Historically, excretory urography would reveal multiple renal vessels or an aberrant artery (1) when a filling defect in the renal pelvis is consistent with an anomalous vascular pattern; (2) when hydronephrosis is noted along with a sharp cutoff in the superior infundibulum (Fraley, 1966, 1969); (3) when UPJ obstruction is seen in association with an angulated ureter near the renal pelvis and a kidney whose pole-to-pole axis is more vertical than normal; or (4) when differences are noted in the timing and concentration of one renal segment or in the entire kidney when compared with the opposite side (especially when hypertension is present).

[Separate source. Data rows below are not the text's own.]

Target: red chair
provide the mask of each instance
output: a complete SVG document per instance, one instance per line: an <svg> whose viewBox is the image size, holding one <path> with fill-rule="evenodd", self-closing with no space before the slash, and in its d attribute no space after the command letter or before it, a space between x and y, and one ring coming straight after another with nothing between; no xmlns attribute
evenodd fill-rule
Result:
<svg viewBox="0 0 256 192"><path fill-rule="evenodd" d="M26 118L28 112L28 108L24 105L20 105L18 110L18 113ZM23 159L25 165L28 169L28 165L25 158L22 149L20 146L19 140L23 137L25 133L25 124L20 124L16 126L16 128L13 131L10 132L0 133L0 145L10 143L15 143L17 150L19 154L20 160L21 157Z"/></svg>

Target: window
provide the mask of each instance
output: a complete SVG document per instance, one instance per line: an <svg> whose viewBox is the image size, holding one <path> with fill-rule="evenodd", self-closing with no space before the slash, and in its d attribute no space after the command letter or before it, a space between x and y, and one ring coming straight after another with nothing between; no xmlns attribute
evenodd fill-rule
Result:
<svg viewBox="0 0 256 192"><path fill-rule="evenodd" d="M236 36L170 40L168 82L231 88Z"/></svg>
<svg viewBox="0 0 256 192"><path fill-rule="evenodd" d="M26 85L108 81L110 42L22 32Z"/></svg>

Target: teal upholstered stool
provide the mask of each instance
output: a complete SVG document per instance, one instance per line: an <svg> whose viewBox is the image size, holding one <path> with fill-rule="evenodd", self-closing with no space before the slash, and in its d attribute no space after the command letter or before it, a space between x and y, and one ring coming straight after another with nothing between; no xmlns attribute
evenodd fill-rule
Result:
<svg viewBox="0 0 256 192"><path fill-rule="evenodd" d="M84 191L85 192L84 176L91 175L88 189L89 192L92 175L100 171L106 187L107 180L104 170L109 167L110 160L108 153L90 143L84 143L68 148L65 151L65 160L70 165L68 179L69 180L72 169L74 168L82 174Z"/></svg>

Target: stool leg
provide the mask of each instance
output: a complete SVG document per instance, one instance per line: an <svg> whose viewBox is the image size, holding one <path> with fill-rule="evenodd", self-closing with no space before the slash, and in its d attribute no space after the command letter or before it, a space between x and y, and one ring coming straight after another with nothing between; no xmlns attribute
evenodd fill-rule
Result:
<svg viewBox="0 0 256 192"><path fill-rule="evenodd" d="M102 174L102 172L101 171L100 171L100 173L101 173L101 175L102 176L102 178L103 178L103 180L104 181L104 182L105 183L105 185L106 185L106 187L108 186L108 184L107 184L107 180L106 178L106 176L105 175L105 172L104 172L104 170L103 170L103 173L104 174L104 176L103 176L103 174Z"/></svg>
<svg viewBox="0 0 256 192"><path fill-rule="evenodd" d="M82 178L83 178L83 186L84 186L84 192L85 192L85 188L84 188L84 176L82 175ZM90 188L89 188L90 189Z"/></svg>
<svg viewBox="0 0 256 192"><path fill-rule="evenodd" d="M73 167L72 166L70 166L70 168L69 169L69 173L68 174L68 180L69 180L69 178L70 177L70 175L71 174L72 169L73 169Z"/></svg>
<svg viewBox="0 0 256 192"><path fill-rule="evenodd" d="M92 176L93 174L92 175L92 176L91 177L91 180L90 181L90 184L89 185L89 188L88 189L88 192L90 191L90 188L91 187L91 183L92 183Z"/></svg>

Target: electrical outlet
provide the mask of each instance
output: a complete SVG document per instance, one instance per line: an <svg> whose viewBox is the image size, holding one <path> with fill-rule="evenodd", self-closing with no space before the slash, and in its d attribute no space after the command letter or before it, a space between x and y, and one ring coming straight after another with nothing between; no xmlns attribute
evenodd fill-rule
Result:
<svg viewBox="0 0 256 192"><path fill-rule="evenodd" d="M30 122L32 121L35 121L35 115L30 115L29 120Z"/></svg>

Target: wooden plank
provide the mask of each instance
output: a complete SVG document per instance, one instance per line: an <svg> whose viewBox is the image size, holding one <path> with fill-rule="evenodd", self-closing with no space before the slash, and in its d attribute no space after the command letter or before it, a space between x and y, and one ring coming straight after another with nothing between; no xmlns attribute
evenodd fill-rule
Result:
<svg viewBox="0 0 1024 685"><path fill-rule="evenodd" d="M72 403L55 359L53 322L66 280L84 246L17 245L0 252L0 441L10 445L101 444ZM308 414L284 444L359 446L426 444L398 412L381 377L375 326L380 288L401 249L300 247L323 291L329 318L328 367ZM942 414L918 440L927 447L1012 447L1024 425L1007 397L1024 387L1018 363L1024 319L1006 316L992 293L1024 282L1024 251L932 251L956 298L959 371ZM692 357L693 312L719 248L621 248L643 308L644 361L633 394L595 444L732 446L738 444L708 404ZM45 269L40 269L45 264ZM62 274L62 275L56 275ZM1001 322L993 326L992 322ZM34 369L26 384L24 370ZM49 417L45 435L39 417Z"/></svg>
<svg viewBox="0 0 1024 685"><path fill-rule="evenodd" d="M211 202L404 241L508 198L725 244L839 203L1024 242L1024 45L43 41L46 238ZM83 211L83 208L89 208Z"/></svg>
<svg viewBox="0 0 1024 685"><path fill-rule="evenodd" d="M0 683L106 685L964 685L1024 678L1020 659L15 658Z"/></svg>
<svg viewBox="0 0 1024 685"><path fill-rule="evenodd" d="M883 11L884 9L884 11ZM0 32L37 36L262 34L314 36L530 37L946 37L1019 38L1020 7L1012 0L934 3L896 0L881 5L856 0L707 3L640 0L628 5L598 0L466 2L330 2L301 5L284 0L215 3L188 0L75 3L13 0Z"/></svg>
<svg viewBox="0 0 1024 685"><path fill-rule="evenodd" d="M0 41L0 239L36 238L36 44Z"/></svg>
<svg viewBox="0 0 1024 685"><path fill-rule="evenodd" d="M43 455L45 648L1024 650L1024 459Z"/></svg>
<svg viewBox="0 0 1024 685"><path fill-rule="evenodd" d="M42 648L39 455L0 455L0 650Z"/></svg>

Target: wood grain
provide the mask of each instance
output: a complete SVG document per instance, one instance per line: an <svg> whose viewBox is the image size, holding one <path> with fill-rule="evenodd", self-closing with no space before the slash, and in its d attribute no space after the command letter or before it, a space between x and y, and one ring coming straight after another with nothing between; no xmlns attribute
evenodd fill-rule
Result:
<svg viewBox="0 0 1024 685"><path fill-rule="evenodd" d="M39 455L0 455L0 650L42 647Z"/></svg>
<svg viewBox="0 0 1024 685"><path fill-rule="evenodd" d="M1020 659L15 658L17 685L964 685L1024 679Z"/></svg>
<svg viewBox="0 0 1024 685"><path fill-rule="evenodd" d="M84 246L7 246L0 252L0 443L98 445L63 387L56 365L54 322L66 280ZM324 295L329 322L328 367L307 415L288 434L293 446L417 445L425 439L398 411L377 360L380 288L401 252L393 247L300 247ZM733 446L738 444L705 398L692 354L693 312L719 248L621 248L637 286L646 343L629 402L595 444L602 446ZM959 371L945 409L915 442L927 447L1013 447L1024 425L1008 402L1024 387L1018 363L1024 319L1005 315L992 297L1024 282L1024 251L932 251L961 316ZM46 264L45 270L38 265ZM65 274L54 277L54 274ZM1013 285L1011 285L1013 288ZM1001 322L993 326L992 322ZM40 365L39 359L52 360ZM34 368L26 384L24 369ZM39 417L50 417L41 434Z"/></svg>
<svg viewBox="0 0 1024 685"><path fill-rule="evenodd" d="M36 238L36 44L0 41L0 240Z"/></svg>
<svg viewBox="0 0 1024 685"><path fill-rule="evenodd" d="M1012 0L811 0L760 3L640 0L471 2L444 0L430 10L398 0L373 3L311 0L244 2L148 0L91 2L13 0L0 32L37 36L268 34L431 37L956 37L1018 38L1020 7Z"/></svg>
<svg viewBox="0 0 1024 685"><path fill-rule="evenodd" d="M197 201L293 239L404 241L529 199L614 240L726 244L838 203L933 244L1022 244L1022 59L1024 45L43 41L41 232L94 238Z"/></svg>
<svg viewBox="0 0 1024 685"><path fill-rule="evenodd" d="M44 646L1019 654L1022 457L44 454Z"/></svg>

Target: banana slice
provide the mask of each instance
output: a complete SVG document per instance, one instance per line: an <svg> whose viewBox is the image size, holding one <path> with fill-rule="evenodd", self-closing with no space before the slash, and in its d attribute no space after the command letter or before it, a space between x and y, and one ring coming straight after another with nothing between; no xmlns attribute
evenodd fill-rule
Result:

Renal angiography has been the gold standard for defining the vascular tree of the kidney, but less invasive imaging studies, including 3D power Doppler ultrasonography, CT, and MRI, provide precise anatomic resolution of vascular variants and associated disease states (Textor and Canzanello, 1996; Salcarga et al, 1999; Park et al, 2003; Degani et al, 2010).

Prognosis

None of these variations in the vascular tree, with the exception of a lower pole crossing vessel, increases the kidney’s susceptibility to disease. Hydronephrosis secondary to a vascular anomaly is a very rare finding, especially when one considers the relative frequency of all renal vascular variations. Hypertension is no more frequent in patients with multiple renal arteries than in those with a single vessel (Geyer and Poutasse, 1962).